В 1958 г. при первой возможности [Вера] приехала в Ленинград, как интурист, увидела сестер (Лену и Марусю и их мужей), семью брата. […] Вера привезла кучу детской одежды, обеспечив Лену [дочь Т.М. — В.Б.] на много лет вперед. После рождения Саши [сын Т.М. — В.Б.], она прислала посылку, одев и его. Взрослых она тоже не забывала.

Умерла в Нью-Йорке в 1966 г. Завещала небольшой вклад Марусе (и 10% мне). Маруся (Муха) съездила в США, встретилась с Андре Биртен (Бирштейн) и другими родственниками.[35]

Андре Биртен, которого Мария Мироновна навещала в Нью-Йорке, приходился Вере и Марии двоюродным братом. Его настоящее имя было Авадий Бирштейн, он изменил это имя на Андре Биртен после того, как эмигрировал из Европы в Соединенные Штаты в 1939 году. Авадий/Андре был сыном Кальмана Бирштейна, еще одного брата моего прадеда Давида. Семейных документов о Кальмане и его сыне Авадии нет, но я нашел в Интернете на сайте «Ancestry» несколько документов, которые позволили мне установить некоторые события.

По-видимому, Кальман Бирштейн довольно рано переехал в Польшу, потому что Авадий родился в городе Лодзь 10 мая 1903 года (по-польски имя Кальмана было Kalman Birsztejn, а Авадия, Awdiej Birsztejn).
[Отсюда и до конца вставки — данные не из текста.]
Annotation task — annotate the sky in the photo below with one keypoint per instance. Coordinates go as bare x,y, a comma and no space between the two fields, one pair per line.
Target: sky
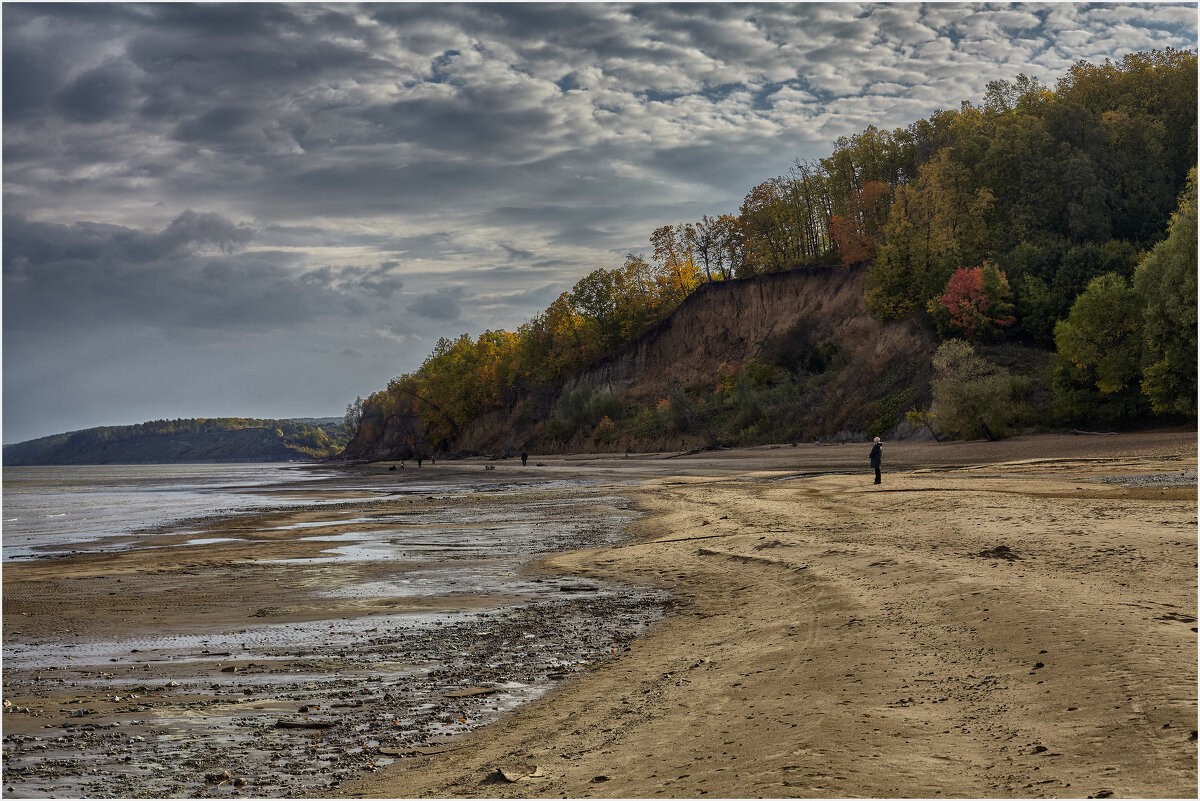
264,210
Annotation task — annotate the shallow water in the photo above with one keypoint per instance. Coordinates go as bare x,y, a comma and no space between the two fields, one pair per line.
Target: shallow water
160,711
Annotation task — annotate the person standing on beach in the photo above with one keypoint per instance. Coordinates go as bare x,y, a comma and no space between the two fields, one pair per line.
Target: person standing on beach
877,458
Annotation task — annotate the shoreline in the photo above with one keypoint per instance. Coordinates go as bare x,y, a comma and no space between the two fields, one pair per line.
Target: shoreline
1017,624
276,651
787,572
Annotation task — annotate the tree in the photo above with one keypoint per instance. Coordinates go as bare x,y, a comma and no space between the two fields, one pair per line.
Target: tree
972,397
859,233
976,302
353,416
1098,361
1165,282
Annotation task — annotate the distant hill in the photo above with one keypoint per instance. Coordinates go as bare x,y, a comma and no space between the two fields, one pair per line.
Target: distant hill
817,362
173,441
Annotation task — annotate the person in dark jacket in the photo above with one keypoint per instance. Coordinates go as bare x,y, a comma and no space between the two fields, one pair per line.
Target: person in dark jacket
877,458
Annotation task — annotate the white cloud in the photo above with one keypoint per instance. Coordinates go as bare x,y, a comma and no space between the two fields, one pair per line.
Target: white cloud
426,136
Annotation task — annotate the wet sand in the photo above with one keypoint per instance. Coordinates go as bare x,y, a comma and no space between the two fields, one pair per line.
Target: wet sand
1009,619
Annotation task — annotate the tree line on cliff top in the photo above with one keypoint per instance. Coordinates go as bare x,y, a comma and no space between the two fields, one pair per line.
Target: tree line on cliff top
1038,217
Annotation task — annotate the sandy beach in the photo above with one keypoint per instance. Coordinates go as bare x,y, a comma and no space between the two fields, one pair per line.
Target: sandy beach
1011,619
996,619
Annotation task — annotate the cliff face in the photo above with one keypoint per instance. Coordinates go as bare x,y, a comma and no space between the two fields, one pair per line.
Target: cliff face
733,320
851,373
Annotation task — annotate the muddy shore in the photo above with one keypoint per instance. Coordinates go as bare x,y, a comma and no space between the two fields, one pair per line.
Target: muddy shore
1009,619
996,620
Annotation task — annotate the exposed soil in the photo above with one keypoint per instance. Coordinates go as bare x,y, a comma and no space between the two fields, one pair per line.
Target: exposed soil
828,638
841,639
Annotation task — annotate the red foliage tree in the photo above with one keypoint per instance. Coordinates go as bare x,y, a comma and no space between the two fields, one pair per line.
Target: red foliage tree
975,302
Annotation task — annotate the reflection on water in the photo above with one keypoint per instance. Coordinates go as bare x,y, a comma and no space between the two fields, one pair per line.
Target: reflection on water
162,709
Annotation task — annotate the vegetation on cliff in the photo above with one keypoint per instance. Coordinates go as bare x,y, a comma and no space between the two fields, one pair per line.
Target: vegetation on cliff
163,441
1029,224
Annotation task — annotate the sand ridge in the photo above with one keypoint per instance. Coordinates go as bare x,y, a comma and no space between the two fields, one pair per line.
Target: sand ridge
1001,625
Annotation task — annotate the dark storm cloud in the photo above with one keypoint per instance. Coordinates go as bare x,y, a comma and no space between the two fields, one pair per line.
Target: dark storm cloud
406,170
190,275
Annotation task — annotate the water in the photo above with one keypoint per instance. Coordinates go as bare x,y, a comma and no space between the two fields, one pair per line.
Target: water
48,507
154,711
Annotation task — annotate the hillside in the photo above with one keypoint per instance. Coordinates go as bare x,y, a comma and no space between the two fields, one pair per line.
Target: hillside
790,355
184,441
1027,260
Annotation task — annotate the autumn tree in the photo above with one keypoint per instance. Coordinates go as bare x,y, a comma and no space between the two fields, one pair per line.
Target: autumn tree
1098,361
971,396
1165,282
859,233
976,303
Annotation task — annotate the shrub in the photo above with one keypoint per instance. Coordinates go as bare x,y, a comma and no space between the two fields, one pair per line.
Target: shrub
972,397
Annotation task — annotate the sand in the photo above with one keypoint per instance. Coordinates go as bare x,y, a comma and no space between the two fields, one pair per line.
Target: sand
995,619
844,639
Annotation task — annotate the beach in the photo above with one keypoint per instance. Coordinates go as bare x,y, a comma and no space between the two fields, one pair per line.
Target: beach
995,619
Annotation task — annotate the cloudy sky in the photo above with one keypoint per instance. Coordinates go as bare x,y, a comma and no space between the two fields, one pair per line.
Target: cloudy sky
265,210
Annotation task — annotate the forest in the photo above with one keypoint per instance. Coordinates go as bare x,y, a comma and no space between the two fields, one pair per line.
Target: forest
1053,229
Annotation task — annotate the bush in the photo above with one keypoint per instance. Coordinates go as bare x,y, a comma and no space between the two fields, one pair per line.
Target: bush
972,397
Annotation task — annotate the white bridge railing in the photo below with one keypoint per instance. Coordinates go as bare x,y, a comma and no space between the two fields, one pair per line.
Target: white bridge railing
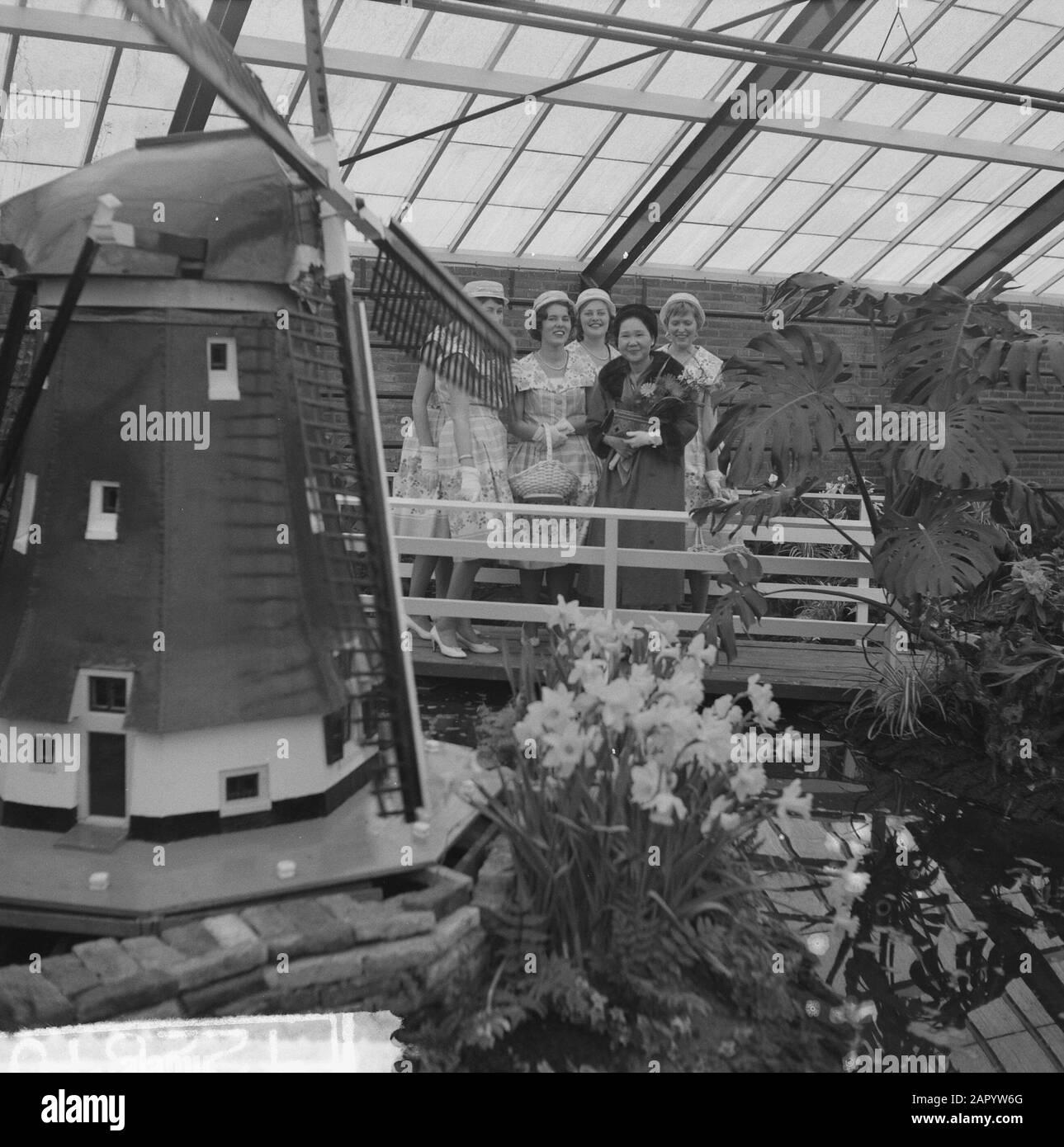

Однако, как говорилось в небольшой статье в американской местной газете с объявлением о его женитьбе, Авадий/Андре «вырос во Франции и Италии».[36] В других документах указывалось, что он окончил трехлетний колледж и получил диплом инженера-текстильщика.[37] 26 июня 1939 г. Авдей Бирштейн прибыл в Нью-Йорк из Шербурга (Франция) на борту судна «Аквитания».[38] Это было всего за месяц до начала Второй мировой войны 1 сентября 1939 года.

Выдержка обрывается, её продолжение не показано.